Entre 2013 y 2017, el número de españoles que presentó reclamaciones contra sentencias judiciales dictadas en su país se situó “muy por debajo” de la media del conjunto de los Estados miembros y con una media de sentencias condenatorias de apenas “seis por año”.

Respeto a las minorías

“A pesar del poder de los datos siempre habrá quien sostenga sus proyectos políticos en datos falsos” con el único objetivo de tener mayor capacidad de movilización, asumió Sánchez, que alertó de que la propia democracia “está en juego” si se imponen los “relatos sesgados”.

“Si alguna lección hemos aprendido de la historia, es que no se puede gobernar ignorando a las minorías, excluyendo voces o limitando derechos y libertades, es una lección que mi país aprendió dolorosamente”, señaló.

Por eso España, explicó a su auditorio, con la Constitución española de 1978 estableció un título que “consagra derechos, libertades fundamentales de ciudadanos y ciudadanas”.

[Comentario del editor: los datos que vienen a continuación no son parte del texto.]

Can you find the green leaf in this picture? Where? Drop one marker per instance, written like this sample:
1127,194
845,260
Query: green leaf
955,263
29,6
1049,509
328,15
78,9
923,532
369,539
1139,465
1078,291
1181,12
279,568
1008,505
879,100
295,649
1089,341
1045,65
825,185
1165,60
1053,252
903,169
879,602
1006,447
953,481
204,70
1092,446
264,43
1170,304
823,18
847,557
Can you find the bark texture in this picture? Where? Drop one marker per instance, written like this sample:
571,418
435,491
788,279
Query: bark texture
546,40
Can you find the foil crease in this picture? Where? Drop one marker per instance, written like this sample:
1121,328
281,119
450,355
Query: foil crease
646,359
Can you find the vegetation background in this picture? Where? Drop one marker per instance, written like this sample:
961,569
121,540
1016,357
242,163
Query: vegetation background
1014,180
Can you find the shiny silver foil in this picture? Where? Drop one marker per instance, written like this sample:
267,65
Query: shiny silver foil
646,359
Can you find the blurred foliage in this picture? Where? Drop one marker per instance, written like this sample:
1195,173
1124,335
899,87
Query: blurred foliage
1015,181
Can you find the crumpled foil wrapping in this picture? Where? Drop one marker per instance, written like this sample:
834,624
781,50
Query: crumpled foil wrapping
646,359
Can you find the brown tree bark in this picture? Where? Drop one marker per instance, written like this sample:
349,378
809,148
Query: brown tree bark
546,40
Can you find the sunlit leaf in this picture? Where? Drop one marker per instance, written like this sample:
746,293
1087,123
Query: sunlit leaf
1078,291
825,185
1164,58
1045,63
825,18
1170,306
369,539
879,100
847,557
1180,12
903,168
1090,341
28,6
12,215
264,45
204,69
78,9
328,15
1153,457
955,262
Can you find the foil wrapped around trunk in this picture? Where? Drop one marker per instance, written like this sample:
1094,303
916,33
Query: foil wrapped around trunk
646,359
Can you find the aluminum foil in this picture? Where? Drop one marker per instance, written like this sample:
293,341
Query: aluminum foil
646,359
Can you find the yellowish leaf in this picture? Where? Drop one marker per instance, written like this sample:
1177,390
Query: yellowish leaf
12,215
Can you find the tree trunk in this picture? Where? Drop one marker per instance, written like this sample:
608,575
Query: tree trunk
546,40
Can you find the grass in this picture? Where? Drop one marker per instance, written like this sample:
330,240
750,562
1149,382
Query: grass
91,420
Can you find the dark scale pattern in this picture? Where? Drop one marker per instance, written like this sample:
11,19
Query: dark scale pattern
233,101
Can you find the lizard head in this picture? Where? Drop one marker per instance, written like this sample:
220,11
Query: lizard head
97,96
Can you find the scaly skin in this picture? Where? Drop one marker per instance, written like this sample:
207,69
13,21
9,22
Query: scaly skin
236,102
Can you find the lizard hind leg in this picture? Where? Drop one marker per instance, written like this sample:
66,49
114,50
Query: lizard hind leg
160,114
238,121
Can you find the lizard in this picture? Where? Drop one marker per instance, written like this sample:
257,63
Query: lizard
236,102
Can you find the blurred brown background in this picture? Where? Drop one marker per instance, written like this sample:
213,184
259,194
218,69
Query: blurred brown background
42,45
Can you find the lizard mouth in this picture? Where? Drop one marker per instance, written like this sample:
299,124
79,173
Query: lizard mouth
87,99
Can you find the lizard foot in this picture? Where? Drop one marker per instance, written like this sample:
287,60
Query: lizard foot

Y por eso también, añadió, con esa Carta Magna España se dotó de una nueva estructura territorial “que descentraliza poder ejecutivo y legislativo para garantizar no sólo la igualdad entre españoles, que es esencial, sino también que la especificidad, las diferencias y las particularidades de los territorios, que es una riqueza de nuestro país, estén protegidas, garantizadas por igual en todos ellos, a la vez que queda garantizada la unidad de España, asumiendo en todo caso que unidad no significa homogeneidad”.

Si los independentistas suelen denunciar en foros internacionales un déficit democrático en España por no permitirles hacer un referéndum de autodeterminación, Sánchez subrayó que una democracia adquiere su condición plena cuando “el imperio de la ley no está en cuestión”.